Querying hierarchical data with a dbt macro (Redshift)


#1

Some of our data has a parent/child relationship, where one of the columns is a foreign key that joins to a record in the same table.
For example:

company_id parent_company_id name revenue
1 Hooli 45
2 1 HooliPhones 84
3 1 HooliChat 32
4 3 HooliMessage 25

There may be cases where you want to know the “top parent of a child”, for example, to later be able to sum up revenue by top parent companies.

company_id parent_company_id name revenue top_parent_company_id level
1 Hooli 45 1 0
2 1 HooliPhones 84 1 1
3 1 HooliChat 32 1 1
4 3 HooliMessage 25 1 2

However in Redshift, it’s not possible to recursively join on a table to find the top parent id. Instead, you have to join the table onto itself multiple times, with the caveat that you must know the maximum depth of the hierarchy.

with level0 as (

    select
      0 as level, 
      companies.company_id,
      companies.parent_company_id,
      companies.company_id as top_parent_company_id
    from companies
    where parent_company_id is null
    
), level1 as (

    select
      1 as level, 
      companies.company_id,
      companies.parent_company_id,
      parent_companies.top_parent_company_id
    from companies
    inner join level0 as parent_companies on companies.parent_company_id = parent_companies.company_id
    
), level2 as (

    select
      2 as level, 
      companies.company_id,
      companies.parent_company_id,
      parent_companies.top_parent_company_id
    from companies
    inner join level1 as parent_companies on companies.parent_company_id = parent_companies.company_id
    
)

select * from level0
union all
select * from level1
union all
select * from level2

dbt macros can be used to make this code much cleaner - I wrote a fairly flexible macro that finds the top_parent_id of an entity based on a given id and parent_id column. You can then join the results of this table back onto your original table for further modelling. You can find the macro, along with an advanced example, in this gist.

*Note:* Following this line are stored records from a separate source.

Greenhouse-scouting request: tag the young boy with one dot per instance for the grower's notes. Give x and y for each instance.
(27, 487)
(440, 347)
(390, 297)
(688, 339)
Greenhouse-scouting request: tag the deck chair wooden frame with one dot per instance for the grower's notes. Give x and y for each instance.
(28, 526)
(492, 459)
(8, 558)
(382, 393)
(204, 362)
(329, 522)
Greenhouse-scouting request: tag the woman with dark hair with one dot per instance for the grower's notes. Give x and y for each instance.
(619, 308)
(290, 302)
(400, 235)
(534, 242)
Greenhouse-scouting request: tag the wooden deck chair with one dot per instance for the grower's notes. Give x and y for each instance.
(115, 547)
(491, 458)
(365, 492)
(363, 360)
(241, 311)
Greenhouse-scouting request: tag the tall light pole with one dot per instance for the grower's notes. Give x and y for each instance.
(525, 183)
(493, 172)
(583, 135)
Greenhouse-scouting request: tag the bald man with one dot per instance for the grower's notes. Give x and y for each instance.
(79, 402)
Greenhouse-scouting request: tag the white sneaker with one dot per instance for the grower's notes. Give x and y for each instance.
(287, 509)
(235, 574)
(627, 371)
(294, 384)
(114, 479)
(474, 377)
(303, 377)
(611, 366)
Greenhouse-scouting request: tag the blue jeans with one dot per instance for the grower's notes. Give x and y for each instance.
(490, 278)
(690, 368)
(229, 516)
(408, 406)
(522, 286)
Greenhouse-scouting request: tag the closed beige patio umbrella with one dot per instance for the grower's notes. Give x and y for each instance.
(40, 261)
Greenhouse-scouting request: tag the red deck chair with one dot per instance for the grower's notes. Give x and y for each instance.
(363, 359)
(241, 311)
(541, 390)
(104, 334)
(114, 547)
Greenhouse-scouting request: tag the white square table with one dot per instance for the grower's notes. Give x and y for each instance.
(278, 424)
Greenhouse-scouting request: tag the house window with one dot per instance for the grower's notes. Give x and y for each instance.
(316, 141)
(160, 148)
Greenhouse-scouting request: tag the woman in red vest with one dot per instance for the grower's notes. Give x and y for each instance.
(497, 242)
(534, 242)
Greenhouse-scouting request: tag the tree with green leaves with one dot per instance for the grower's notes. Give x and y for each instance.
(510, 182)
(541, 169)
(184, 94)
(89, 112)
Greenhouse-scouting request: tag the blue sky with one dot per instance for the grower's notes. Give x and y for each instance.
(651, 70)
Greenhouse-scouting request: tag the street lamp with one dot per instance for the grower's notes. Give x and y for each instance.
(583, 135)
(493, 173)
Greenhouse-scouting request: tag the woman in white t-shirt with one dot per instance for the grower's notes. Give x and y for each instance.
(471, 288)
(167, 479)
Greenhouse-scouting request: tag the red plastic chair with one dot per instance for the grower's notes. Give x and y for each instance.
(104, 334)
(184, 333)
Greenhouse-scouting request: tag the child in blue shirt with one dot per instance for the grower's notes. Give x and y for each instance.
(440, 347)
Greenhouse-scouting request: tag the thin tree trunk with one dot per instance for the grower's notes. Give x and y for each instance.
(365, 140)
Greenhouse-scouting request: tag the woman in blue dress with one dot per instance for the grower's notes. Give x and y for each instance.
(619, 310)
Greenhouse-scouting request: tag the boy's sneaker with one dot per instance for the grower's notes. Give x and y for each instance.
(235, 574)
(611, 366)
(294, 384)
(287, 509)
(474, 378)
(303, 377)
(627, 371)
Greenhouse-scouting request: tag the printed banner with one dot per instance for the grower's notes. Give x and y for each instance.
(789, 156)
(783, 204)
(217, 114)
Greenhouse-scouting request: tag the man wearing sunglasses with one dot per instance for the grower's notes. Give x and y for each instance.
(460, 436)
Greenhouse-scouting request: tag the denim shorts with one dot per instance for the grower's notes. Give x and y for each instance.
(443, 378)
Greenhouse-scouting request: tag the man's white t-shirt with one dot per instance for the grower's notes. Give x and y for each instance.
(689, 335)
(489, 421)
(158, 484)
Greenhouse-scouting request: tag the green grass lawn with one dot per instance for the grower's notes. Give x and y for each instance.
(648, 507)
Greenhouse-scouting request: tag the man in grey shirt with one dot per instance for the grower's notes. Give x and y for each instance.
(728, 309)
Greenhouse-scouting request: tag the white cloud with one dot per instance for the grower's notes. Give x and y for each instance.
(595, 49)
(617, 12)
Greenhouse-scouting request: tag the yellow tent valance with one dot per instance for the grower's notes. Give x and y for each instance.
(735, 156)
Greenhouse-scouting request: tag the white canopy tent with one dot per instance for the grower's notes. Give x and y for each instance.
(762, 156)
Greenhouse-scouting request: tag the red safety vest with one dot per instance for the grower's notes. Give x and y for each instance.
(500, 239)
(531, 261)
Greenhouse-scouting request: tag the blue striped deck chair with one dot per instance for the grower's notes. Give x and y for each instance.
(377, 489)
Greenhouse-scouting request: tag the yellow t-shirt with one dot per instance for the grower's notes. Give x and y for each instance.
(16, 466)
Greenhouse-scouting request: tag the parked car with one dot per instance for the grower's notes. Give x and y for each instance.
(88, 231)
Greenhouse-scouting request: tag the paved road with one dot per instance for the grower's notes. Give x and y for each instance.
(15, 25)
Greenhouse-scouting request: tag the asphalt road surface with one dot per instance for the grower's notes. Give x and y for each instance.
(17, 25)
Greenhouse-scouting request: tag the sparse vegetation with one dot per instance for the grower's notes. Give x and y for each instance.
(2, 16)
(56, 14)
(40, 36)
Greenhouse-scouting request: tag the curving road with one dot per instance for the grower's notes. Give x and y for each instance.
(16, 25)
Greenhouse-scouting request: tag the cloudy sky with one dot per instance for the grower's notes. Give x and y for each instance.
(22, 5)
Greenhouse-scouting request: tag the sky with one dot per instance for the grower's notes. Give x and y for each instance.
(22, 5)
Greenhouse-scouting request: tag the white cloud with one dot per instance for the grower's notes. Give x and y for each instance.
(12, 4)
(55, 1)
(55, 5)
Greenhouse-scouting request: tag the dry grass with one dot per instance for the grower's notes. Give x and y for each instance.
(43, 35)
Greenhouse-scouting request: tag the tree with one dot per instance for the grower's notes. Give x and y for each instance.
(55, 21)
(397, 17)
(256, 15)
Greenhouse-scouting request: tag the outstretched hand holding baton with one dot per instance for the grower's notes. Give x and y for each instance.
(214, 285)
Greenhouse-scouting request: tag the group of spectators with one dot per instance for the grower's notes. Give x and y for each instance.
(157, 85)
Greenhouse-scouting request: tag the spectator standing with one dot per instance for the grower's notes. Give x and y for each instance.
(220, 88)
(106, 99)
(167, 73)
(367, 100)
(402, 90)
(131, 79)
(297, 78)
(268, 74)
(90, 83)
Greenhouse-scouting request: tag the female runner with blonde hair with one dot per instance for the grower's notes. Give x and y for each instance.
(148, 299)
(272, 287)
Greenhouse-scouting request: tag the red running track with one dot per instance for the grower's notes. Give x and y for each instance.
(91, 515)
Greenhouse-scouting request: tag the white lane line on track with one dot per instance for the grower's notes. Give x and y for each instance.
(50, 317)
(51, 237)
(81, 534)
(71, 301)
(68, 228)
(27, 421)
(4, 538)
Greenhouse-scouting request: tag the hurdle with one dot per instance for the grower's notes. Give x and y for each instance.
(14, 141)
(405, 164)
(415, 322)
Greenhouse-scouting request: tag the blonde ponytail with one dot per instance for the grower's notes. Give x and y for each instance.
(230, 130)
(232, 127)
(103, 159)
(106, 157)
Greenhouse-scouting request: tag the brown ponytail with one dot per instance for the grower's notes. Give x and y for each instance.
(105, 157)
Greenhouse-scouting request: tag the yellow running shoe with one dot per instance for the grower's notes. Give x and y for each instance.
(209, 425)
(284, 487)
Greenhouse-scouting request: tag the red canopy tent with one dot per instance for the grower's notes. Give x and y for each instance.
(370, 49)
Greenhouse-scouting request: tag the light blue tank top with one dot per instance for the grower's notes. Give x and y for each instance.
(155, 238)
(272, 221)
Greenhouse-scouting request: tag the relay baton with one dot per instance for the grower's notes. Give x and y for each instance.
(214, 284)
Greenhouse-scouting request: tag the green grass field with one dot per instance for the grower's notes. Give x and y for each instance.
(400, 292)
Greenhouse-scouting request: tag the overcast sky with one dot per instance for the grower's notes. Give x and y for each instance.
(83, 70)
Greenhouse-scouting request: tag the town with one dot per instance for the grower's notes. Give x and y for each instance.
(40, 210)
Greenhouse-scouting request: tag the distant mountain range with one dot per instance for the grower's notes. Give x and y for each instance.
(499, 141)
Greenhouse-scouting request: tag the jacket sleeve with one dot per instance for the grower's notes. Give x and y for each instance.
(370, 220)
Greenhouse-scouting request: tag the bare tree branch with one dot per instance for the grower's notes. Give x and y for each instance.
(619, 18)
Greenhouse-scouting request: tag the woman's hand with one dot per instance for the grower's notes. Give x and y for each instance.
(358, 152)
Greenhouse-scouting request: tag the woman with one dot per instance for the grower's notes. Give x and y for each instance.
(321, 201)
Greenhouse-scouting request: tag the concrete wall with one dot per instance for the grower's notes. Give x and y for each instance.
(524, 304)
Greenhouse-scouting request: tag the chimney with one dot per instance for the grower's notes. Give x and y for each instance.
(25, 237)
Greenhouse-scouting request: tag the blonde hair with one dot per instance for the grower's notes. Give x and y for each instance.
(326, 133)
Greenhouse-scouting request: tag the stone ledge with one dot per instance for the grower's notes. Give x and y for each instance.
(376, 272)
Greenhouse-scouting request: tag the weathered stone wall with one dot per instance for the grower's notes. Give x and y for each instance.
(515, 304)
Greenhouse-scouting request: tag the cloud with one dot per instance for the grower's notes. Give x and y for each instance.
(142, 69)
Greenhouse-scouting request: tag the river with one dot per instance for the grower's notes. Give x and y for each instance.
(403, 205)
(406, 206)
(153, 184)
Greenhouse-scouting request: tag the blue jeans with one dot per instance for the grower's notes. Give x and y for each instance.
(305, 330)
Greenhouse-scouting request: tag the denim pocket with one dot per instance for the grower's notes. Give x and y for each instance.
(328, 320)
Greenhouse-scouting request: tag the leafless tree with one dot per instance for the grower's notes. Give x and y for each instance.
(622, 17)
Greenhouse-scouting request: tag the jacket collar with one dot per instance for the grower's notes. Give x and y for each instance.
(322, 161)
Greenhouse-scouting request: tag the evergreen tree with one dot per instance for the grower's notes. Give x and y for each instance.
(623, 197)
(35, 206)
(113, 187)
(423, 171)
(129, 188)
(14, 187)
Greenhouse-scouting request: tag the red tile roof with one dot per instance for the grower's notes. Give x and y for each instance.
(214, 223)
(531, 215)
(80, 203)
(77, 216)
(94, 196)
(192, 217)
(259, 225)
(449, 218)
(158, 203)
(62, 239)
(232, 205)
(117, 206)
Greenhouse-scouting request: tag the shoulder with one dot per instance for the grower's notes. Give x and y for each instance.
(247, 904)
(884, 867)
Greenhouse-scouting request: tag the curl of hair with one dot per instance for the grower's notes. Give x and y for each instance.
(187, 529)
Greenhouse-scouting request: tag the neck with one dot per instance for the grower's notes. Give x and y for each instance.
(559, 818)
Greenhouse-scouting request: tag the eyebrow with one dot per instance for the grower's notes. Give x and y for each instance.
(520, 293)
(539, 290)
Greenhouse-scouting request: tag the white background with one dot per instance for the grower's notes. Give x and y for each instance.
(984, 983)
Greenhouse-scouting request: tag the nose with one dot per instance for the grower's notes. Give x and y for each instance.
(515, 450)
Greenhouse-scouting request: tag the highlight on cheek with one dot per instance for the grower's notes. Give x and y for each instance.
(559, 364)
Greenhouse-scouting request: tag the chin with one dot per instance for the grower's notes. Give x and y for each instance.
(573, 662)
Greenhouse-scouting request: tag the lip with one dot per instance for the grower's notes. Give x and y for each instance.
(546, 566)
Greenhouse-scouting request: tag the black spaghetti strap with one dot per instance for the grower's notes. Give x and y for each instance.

I also played around with writing a macro that returns the size of each “level” table, and only continues executing if there are records at this level. I was able to build a working version of that macro using dbt statements, however in the end I decided to stick with the above approach as it was much simpler and achieved what I needed. If you’re interested in the statement-based macro, let me know :slight_smile:


#2

Thanks @claire! This was super helpful. I have a bunch of e-commerce bundled items that needed to be recursively expanded (sometimes there are bundles of bundles). This totally put me on the right track and the leveled approach means I can make it dynamic for the user in Looker!